Durante la cena me dijo en un tono serio de catedrático:
- Cuando empezamos a temer la crisis para un futuro próximo es en realidad cuando está en su esplendor. Lo que sentimos como crisis - prosiguió - son las exequias de la misma y el principio del fin. Lo consumado y sus consecuencias. Conceptos como ese vertía Bernárdez mientras me miraba fijamente con esa mirada penetrante que te vacía evitando que pienses.
- Guarda que Bernárdez te come el coco con los ojos - me había advertido Pochito antes de presentármelo hace más de dos décadas.

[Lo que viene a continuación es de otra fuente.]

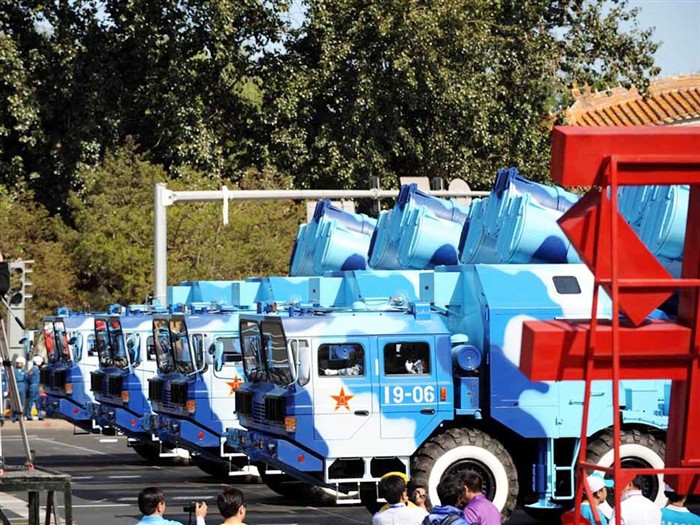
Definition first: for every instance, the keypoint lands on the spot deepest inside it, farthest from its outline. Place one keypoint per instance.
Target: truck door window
(251, 347)
(91, 345)
(198, 348)
(150, 349)
(232, 353)
(407, 358)
(347, 359)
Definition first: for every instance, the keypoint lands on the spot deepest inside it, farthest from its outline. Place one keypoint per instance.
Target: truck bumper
(277, 452)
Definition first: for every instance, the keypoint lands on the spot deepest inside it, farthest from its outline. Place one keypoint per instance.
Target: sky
(677, 24)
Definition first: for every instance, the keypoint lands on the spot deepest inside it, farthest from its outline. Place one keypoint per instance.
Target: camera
(191, 506)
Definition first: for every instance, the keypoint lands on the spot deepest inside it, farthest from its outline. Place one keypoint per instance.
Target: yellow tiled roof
(671, 100)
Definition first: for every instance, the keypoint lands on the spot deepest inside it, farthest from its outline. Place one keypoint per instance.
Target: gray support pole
(160, 242)
(163, 198)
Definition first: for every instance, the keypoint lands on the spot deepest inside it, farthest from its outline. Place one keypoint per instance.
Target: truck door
(407, 386)
(342, 388)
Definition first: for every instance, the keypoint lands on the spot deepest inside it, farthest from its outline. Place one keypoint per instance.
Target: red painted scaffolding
(629, 347)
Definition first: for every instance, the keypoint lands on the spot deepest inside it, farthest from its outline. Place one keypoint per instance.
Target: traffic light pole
(13, 389)
(18, 296)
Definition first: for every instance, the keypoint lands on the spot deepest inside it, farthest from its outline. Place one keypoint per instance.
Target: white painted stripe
(16, 505)
(100, 505)
(48, 440)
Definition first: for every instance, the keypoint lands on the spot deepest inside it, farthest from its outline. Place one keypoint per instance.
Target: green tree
(112, 245)
(455, 88)
(82, 76)
(28, 232)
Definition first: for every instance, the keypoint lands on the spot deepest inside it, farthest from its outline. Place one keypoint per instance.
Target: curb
(48, 423)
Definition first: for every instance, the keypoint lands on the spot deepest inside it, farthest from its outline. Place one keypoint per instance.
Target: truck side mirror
(77, 345)
(219, 356)
(304, 372)
(133, 346)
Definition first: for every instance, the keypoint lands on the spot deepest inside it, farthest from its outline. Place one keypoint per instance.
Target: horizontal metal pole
(171, 197)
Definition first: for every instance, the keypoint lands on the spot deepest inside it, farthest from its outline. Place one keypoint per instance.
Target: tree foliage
(112, 244)
(102, 98)
(455, 88)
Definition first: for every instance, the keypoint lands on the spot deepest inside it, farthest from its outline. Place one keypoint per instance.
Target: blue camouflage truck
(423, 376)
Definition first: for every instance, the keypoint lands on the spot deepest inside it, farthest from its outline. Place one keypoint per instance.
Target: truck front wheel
(638, 449)
(459, 450)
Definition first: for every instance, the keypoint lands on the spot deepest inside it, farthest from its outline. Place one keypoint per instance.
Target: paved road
(107, 476)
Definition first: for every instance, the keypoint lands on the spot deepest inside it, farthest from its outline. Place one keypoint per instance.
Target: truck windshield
(182, 353)
(173, 352)
(278, 362)
(56, 340)
(251, 348)
(111, 347)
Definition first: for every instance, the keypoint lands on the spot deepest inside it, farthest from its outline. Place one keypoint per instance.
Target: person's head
(451, 490)
(598, 489)
(152, 501)
(231, 503)
(393, 488)
(417, 493)
(473, 484)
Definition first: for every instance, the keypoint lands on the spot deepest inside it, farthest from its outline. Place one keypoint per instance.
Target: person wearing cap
(33, 393)
(599, 492)
(635, 508)
(21, 378)
(675, 512)
(397, 511)
(451, 493)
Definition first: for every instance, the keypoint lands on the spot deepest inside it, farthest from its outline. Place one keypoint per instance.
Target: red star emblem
(342, 399)
(235, 384)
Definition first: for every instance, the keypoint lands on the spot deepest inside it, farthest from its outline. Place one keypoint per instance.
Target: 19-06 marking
(417, 394)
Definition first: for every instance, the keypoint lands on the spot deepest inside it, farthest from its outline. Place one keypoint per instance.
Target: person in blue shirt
(599, 492)
(152, 506)
(21, 377)
(33, 382)
(452, 494)
(675, 512)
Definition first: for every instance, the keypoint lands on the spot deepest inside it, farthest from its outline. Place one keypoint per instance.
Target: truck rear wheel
(460, 450)
(638, 449)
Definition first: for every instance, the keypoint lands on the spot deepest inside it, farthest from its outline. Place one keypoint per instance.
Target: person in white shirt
(397, 511)
(635, 509)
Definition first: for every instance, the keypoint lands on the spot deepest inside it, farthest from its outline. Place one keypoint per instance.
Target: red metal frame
(608, 158)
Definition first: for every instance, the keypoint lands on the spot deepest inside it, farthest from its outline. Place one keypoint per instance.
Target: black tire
(368, 498)
(462, 450)
(638, 449)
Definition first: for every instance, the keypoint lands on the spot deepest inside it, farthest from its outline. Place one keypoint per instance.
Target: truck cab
(199, 367)
(70, 359)
(432, 385)
(127, 360)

Bernárdez luego de una pausa de emperador en la que saboreó su vino me largó:
- Tenemos mucha guita invertida en los caballos. Yo más que vos, un setenta por ciento del paquete. Me temo que el (des)ajuste que harán en la economía va a joder todo, la rentabilidad, el cambio, las tasas de exportación, y la 'Tocate un vals'. Estos brutos van a aumentar el desempleo. En fin, mi viejo, lo de siempre, cada nueve años un descalabro programado para fugar capitales, y darle pista a los vampiros.- dijo esta última frase mientras se deleitaba con un trago de vino color sangre.
No me hubiera animado a hacer comentario alguno sobre sus juicios, ya que hubiera confirmado su sospecha sobre mi total falta de iniciativa en el mundo práctico. El único mundo real, el de los fenómenos tal y cual son. Sabía que a él no le importaba lo que ocurriera; pero consideraba imprescindible situarse en el bando correcto, el bando de los que sacan la mejor tajada. El bando de los que tiene 'la sartén por el mango y el mango también'. Y yo de sartenes o de depredador pragmático, nada. Pero el dinero... El dinero me gustaba con locura. Tenerlo, saber que ahí estaba. Era un nexo conservador que me aseguraba libertad. El tenerlo evitaba que me perdiera en mi naturaleza poco apta para la vida en sociedad. Mis intereses eran modestos: el sexo, nadar y la lectura. Tener tiempo y pensamiento propio me había dado cuenta desde chico eran la misma cosa. Por eso ahora escuchaba atento la movida genial que Bernárdez me traía servida...
Las cosas salieron de perlas. Vendí mi treinta por ciento del negocio a Bernárdez por un precio muy conveniente. Bernárdez no lucraba jamás con los suyos, esto también me lo había adelantado Pochito ya hace más de veinte años.
Con las ganancias compré esta casa rodeada de un parque enorme con árboles centenarios.
Puedo seguir cambiando amores. Tener todo el tiempo que quiero para la lectura.
Puedo zambullirme acompañado en mis sábanas o solitario en mi rectangular pileta de agua cristalina.